Critics are saying that the Dodgers and Angels are becoming just like the Yankees and Red Sox, and money doesn't necessarily buy championships, and things like that. That all may be true, but at least the center of the baseball world will be on the west coast for a change, and we can find out for ourselves if money can buy championships. The Dodgers and Angels have both made the playoffs only twice in the same season (2008 and 2009), but maybe this is the year they face each other in the World Series. Something much brighter to think about than what's on the news these days.

Don't forget about us, eh?: If there is an eastern team that takes the attention from the Dodgers and Angels, it figures not to be the Yankees or Red Sox, but the Toronto Blue Jays. It looks like the northerners have acquired knuckleballer and Cy Young winner R.A. Dickey from the Mets. This will gave them a rotation of Josh Johnson, Dickey, and Mark Buehrle up front with sluggers Jose Bautista and Edwin Encarnacion, and speedster Jose Reyes. Think about this. The Yankees and Red Sox still figure to be good, Baltimore made the playoffs last year, Tampa Bay was in it until the end, and now Toronto has stocked up.

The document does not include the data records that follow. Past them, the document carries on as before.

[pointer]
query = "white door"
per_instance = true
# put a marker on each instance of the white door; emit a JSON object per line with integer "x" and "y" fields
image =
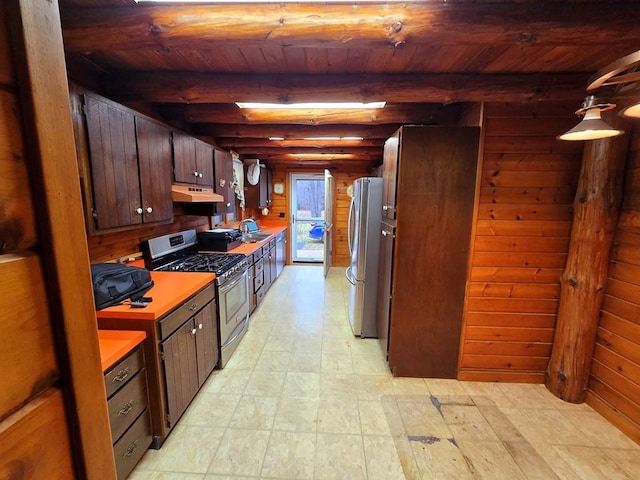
{"x": 307, "y": 217}
{"x": 328, "y": 221}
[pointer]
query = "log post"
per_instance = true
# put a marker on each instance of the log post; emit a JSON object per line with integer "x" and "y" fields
{"x": 596, "y": 209}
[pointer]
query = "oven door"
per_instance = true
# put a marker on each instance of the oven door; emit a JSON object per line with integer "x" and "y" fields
{"x": 233, "y": 299}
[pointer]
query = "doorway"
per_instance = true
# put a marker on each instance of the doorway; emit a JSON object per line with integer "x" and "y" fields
{"x": 307, "y": 217}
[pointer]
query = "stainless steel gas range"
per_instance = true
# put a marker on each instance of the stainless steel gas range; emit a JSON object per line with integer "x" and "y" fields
{"x": 180, "y": 252}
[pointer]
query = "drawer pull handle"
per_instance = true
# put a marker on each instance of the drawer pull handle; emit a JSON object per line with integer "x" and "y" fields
{"x": 121, "y": 376}
{"x": 126, "y": 408}
{"x": 131, "y": 449}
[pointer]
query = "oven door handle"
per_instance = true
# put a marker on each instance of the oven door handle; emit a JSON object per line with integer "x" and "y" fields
{"x": 226, "y": 287}
{"x": 245, "y": 324}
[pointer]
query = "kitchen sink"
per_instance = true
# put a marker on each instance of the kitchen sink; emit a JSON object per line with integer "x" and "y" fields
{"x": 255, "y": 237}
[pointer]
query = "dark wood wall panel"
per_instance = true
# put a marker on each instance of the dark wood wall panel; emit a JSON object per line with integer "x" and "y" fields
{"x": 614, "y": 388}
{"x": 521, "y": 236}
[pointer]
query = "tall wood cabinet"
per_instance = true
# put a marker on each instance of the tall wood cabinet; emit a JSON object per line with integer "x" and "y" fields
{"x": 428, "y": 193}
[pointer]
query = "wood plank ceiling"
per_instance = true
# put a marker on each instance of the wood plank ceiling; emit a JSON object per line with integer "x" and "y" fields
{"x": 189, "y": 63}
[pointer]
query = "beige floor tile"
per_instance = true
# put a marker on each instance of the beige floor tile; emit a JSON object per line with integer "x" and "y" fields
{"x": 241, "y": 452}
{"x": 342, "y": 385}
{"x": 304, "y": 362}
{"x": 336, "y": 415}
{"x": 297, "y": 415}
{"x": 591, "y": 463}
{"x": 189, "y": 449}
{"x": 210, "y": 410}
{"x": 301, "y": 384}
{"x": 489, "y": 460}
{"x": 265, "y": 383}
{"x": 382, "y": 459}
{"x": 290, "y": 455}
{"x": 339, "y": 457}
{"x": 255, "y": 413}
{"x": 334, "y": 363}
{"x": 271, "y": 361}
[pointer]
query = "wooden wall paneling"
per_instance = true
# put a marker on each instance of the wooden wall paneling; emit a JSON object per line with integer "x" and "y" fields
{"x": 614, "y": 384}
{"x": 27, "y": 359}
{"x": 34, "y": 439}
{"x": 520, "y": 241}
{"x": 37, "y": 43}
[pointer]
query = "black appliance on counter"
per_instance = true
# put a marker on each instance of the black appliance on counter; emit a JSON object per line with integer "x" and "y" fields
{"x": 182, "y": 252}
{"x": 220, "y": 239}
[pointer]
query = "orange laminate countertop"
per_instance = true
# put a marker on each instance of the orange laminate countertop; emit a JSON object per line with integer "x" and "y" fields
{"x": 250, "y": 248}
{"x": 115, "y": 344}
{"x": 170, "y": 290}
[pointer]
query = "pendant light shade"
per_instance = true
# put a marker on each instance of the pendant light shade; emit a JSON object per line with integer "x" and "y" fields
{"x": 592, "y": 127}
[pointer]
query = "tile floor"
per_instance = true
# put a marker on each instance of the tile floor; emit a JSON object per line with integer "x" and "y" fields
{"x": 303, "y": 399}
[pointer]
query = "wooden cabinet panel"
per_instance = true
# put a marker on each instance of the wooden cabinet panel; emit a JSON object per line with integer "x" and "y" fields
{"x": 206, "y": 341}
{"x": 34, "y": 443}
{"x": 154, "y": 157}
{"x": 114, "y": 164}
{"x": 27, "y": 358}
{"x": 181, "y": 376}
{"x": 223, "y": 182}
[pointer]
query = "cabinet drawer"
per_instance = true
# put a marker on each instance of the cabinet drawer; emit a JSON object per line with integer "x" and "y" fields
{"x": 126, "y": 405}
{"x": 174, "y": 320}
{"x": 258, "y": 281}
{"x": 260, "y": 293}
{"x": 129, "y": 449}
{"x": 123, "y": 371}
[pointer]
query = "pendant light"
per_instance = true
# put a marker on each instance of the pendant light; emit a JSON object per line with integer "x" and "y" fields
{"x": 592, "y": 127}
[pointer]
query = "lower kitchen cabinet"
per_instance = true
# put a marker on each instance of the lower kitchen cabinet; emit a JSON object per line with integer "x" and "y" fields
{"x": 181, "y": 350}
{"x": 126, "y": 387}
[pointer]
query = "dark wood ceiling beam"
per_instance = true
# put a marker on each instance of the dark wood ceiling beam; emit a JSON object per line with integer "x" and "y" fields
{"x": 292, "y": 132}
{"x": 408, "y": 113}
{"x": 334, "y": 25}
{"x": 191, "y": 87}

Maybe they will all beat each other up and the Angels and Dodgers will dominate.

Going bowling: Every year for the last few years, I've set out to rank all of college football's bowl games from best to worst. I haven't succeeded because there are so many (35 this year in about three weeks). However, if I fail again, I wish to note that the first bowl game of the season may turn out to be the best. Arizona beat Nevada 49-48 in the New Mexico Bowl, and scored 14 points in the final minute to do it. A touchdown, onside kick recovery, and another TD give the Wildcats the victory. It was Arizona's only lead of the game.

More bowl: The game featured one player on each team that went to the same high school in Grass Valley, where I now work. Arizona's Dan Pettinato and Nevada's Zach Vallejo grew up playing football together, going as far back as sixth grade, and both were stars at Nevada Union. Pettinato's team won, and his name was mentioned three times on ESPN. Vallejo is sitting out this year and did not play. Cool story, though. I talked to them both by phone the day before the game.

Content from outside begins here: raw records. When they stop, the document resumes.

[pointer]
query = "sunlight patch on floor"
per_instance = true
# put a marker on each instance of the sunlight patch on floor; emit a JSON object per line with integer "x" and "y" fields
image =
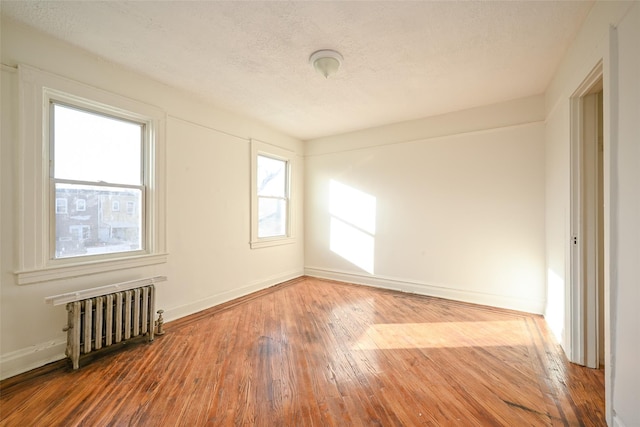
{"x": 443, "y": 335}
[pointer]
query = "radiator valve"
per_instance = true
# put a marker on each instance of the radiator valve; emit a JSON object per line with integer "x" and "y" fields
{"x": 160, "y": 323}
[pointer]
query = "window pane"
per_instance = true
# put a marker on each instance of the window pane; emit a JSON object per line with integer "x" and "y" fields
{"x": 272, "y": 217}
{"x": 271, "y": 177}
{"x": 98, "y": 229}
{"x": 93, "y": 147}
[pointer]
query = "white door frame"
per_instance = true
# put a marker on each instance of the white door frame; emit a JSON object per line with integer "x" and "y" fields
{"x": 582, "y": 301}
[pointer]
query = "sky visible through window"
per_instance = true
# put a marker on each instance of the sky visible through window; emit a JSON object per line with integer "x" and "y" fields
{"x": 92, "y": 147}
{"x": 98, "y": 176}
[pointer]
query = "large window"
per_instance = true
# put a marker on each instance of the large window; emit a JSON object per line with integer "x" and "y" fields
{"x": 271, "y": 193}
{"x": 97, "y": 160}
{"x": 91, "y": 176}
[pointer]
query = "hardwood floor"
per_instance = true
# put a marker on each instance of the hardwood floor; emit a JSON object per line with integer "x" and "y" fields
{"x": 315, "y": 352}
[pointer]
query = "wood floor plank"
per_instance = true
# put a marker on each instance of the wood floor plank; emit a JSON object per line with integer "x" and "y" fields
{"x": 319, "y": 353}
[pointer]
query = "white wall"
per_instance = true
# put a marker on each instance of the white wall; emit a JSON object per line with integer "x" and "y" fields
{"x": 618, "y": 49}
{"x": 458, "y": 203}
{"x": 208, "y": 196}
{"x": 625, "y": 219}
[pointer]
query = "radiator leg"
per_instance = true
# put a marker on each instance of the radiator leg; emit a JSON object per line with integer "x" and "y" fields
{"x": 73, "y": 333}
{"x": 160, "y": 323}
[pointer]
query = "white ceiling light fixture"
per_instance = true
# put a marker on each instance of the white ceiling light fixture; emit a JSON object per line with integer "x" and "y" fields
{"x": 326, "y": 62}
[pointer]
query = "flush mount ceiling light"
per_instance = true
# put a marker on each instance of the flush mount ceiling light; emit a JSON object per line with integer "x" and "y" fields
{"x": 326, "y": 62}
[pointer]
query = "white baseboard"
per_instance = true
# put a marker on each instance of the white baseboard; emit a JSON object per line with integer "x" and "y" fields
{"x": 26, "y": 359}
{"x": 617, "y": 422}
{"x": 501, "y": 301}
{"x": 174, "y": 313}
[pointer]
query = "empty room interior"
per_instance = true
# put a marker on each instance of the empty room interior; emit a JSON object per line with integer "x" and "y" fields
{"x": 325, "y": 213}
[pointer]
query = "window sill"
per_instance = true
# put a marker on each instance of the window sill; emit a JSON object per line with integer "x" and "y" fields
{"x": 265, "y": 243}
{"x": 87, "y": 268}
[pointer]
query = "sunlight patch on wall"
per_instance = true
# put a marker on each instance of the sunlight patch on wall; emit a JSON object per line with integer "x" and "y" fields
{"x": 353, "y": 225}
{"x": 443, "y": 335}
{"x": 554, "y": 313}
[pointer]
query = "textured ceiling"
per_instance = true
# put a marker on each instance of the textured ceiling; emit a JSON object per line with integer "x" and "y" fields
{"x": 402, "y": 60}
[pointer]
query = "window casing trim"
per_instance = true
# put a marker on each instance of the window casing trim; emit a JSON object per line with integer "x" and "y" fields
{"x": 259, "y": 148}
{"x": 34, "y": 262}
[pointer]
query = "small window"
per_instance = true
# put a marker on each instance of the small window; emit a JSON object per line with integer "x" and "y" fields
{"x": 61, "y": 206}
{"x": 272, "y": 197}
{"x": 271, "y": 190}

We interrupt this program...: It's the proper call I suppose, but in this day and age I'm not so sure anymore. When President Obama spoke from Newtown Sunday night, NBC carried the speech live, and moved the Sunday Night Football game to CNBC. The speech was only about 15 minutes, and the game was moved back to the main network when Mr. Obama concluded. The networks still want to be the place to turn when news breaks, but with so many other choices out there, it seems kind of pointless. NBC could have kept the game on, with a crawl telling people the speech was on MSNBC or CNBC. No real harm done here, but I think the choice was made the way it was, because that's always how they've done things.

Live from New York...: I don't mean to sound insensitive, but I didn't understand the open of Saturday Night Live this weekend. Instead of a comedic sketch (usually political but not always), they just had a children's choir singing Silent Night, and then at the end, all the children said the signature line, “Live from New York, It's Saturday Night.” There was no reference made to the school shooting, but I'm sure that was the idea. It seemed odd, though, and there was no mention of the shootings at all in the show, not even during the 'Weekend Update' news segment.

More SNL: After the odd open, the show, hosted by Martin Short with musical guest Paul McCartney, was one of the funniest in a very long time. Even my mom said so when I talked to her on Sunday. Sketches included an appearance from Alec Baldwin as Tony Bennett, with Short playing Bennett's brother, and one where Short and McCartney are auditioning for a talent show, but Short wouldn't let McCartney sing. The children that sang in the open were back when McCartney sang 'Wonderful Christmastime' toward the end of the show.

Oh me, oh Mayan: Last year, we had the old guy from Family Radio saying the world was going to end. Now we can find out if the Mayan calendar is right. You know the story by now, the Mayan calendar ends at the winter solstice of 2012, which is Friday. There was even a movie about it (which maybe I should rent this week with time running out and all). Having just watched Ken Burns' The Dust Bowl on PBS, if this is the end, all I can say is what Woody Guthrie wrote and sang when they thought the world was ending in Oklahoma in the 1930s—So Long. It's Been Good To Know Ya.